Technically, the air war in Libya is being fought by NATO. But the U.S., in addition to paying for our own forces, pays about a quarter of NATO’s budget, about $811.7 million per year.

And how is NATO doing in Libya, by the way?

Not all that well.

According to a NATO spokesman: “Moammar Gadhafi is fighting a war on several fronts. What’s still not clear a month into the fight is whether the rebels have the ability to exploit Gadhafi’s weakness by mounting a new offensive, taking ground, holding it all while continuing to their march toward Tripoli.”

Oh, is that all?

Not all of NATO is engaged in Libya. Germany says it supports NATO’s goals but doesn’t want any part of the fighting.

Winslow Wheeler, director of the Straus Military Reform Project at the Center for Defense Information, says the German decision not to join in the mission reflects the divisions within NATO.

“Nobody attacked any NATO country, so I don’t know why NATO is involved,” Wheeler said. “The German decision is a more appropriate one than the American decision. They don’t see the rest of the world as their problem.”

But we do. President Obama appears to conflate the civil war in Libya with the Rwanda genocide of 1994, in which 500,000 to 1 million people were murdered. The numbers in Libya are nothing like that, but I suppose Obama can claim they would have been if the U.S. had not acted.
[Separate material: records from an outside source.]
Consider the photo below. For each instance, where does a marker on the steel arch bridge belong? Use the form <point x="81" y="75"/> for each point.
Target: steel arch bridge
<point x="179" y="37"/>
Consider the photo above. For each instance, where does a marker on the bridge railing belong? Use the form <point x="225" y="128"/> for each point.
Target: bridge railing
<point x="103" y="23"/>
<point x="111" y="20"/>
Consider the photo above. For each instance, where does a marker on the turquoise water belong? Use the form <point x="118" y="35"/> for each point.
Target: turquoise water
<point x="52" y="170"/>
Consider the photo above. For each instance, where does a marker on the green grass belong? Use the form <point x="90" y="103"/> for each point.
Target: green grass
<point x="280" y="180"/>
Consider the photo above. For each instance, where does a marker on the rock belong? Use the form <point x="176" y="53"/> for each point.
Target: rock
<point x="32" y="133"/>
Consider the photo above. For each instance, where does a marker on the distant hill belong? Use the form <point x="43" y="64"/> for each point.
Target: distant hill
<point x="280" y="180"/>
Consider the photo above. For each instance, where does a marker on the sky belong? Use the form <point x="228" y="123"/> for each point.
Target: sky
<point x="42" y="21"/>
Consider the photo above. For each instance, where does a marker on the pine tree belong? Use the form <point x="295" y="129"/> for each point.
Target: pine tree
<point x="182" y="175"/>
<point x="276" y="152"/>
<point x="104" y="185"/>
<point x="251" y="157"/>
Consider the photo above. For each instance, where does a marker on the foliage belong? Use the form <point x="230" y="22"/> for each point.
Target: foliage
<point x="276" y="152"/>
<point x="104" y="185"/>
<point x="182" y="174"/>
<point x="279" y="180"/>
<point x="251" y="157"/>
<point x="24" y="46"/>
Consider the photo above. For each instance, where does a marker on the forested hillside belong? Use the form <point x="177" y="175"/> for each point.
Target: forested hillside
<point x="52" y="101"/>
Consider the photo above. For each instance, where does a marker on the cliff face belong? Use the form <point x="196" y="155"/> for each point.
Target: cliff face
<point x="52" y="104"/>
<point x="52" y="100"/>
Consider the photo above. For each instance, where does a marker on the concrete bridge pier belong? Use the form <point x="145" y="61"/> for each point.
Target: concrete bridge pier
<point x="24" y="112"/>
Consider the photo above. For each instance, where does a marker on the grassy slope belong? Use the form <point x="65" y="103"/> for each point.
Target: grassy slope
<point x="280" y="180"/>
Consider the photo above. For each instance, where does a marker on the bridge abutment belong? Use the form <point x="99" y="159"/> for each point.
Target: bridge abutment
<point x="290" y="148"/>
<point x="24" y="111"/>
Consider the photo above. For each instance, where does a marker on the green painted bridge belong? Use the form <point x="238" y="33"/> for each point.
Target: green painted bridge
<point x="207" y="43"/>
The U.S. and NATO were hoping airpower alone would be enough to defeat Gadhafi, but this no longer seems likely, and Britain, France and Italy are now moving military “advisers” into Libya.

“The big question is, how long does Gadhafi hold out?” asks Ray Dubois, a senior adviser at the Center for Strategic and International Studies. “He’s got a lot of gold bullion buried in the desert and lots of hundred-dollar bills hidden in suitcases. He’s not about to retire to the south of France.”

The European press is full of ominous references to “mission creep” and “Vietnam” and “exit strategies.” The NATO countries are not exactly rolling in euros these days, and there is talk that the fighting is already too expensive to be sustained for very long.

But Europe should take a page from the U.S. playbook: War is never too expensive. Heck, we are fighting three of them. Remember Iraq and Afghanistan? They haven’t gone away, we’re still paying for them, and according to an article in Stars and Stripes: “Joseph Stiglitz, who received the 2000 Nobel Prize for Economics, and Linda Bilmes, a public policy professor at Harvard University, predict the combined costs (including health care of vets) will likely push the true long-term cost of the wars over the $4 trillion mark.”

Which worries me a little: A trillion here, a trillion there, and pretty soon we are talking about real money.